Pretola e Aldo Capitini: è qui la festa? Nel cinquantesimo dalla scomparsa, nella popolosa frazione perugina si celebra la condivisione gioiosa della memoria del filosofo di Palazzo dei Priori. Tema dell’evento: “L’Universalità del messaggio di Aldo Capitini in pensieri, ricordi e musica”. “Un luogo magico”, sostiene Lanfranco Binni, figlio del critico letterario e politico perugino, nato in via della Cupa e che tanto ebbe cara la tramontana perugina (il suo libro più amato e identitario è “La tramontana a Porta Sole”). “La torre, il fiume, il verde, un edificio di ritrovo, non un semplice cva: si contestualizzano perfettamente nell’idea capitiniana di ricerca e costruzione di nuove socialità”, conferma Lanfranco, il cui padre fu amico e discepolo del filosofo nonviolento che, ricorda con nostalgia, “da noi era di casa”.

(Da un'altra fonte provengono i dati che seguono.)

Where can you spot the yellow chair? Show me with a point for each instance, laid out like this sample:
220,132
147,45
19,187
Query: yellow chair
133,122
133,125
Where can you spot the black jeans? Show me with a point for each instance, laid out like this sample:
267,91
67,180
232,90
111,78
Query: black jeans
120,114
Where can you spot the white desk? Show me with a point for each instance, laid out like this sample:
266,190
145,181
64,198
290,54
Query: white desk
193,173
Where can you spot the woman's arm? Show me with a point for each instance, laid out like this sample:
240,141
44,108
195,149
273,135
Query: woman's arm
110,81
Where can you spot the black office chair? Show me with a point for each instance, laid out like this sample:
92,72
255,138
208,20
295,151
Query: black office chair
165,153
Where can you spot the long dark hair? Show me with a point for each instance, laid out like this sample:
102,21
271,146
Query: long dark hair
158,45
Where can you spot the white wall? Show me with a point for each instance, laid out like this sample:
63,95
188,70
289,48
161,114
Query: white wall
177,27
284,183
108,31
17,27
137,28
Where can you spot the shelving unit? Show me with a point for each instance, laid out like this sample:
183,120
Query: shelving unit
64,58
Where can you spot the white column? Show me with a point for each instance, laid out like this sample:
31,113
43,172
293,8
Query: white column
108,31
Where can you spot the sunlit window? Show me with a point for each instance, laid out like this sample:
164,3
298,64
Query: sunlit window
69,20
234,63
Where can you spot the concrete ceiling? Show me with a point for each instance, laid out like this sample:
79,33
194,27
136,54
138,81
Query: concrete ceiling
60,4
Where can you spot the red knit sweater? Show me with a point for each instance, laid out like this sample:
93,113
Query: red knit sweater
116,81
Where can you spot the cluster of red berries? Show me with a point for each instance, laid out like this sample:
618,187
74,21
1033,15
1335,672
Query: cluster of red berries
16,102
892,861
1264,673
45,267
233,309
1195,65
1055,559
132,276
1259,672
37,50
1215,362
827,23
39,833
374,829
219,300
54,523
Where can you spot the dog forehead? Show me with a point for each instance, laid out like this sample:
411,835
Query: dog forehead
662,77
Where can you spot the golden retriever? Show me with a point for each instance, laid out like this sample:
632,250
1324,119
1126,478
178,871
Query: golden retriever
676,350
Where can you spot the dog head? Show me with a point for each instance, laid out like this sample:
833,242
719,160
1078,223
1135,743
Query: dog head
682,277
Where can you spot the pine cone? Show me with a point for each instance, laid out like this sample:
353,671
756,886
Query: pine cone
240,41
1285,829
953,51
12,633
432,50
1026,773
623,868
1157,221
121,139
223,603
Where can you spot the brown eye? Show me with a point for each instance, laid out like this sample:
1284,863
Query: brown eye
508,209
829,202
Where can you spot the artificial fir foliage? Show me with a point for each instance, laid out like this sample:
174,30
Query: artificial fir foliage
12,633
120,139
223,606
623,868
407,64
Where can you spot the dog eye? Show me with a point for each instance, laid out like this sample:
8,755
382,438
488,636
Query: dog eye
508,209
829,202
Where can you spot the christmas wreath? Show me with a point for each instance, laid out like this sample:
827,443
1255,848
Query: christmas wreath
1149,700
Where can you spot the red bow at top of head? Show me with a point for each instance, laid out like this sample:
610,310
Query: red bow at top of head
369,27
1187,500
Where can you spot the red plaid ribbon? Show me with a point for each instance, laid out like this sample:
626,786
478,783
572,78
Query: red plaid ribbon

Introdotti dal pretolano Diego Mencaroni, si esibiscono il coro “Amici della montagna”, diretto da Alessandro Zucchetti, e il coro di Montegrillo, “Armonia e Tradizione”, per la direzione di Franco Radicchia, con esecuzioni intervallate da letture nella lingua del Grifo, effettuate dal poeta perugino Nello Cicuti. Poi, alle 21, sono invitati sul palco per un saluto Vanni Capoccia (per la Società operaia di via dei Priori) e Lanfranco Binni, coordinatore delle iniziative per le celebrazioni capitiniane. Il noto francesista ricorda la frase di Capitini “Siate musica, non statue”, il suo concetto di omnicrazia, il dialogo coi defunti, in nome della compresenza e il dono del volumetto capitiniano “Le tecniche della nonviolenza” (1967) la cui prima copia il grande Aldo volle inviare a Joan Baez
(e la seconda a suo padre).

In questo contesto culturale, riferito alla funzione della musica d’autore, viene proposto un concerto, supportato da un video assai interessante con voce narrante di Claudio Raffi e musiche dal vivo Blues Note. Musiche di Jimi Hendrix, Eric Clapton e altri geni del pentagramma. Si fa riferimento all’esperienza dei COS (Centri di azione sociale) appaiata alla richiesta di emancipazione della black music, al concetto di festa, alla compresenza e alle periferie, alla marcia
per la Pace: tappe di un percorso “marciante” nella direzione di nuovi confini di cultura e socialità.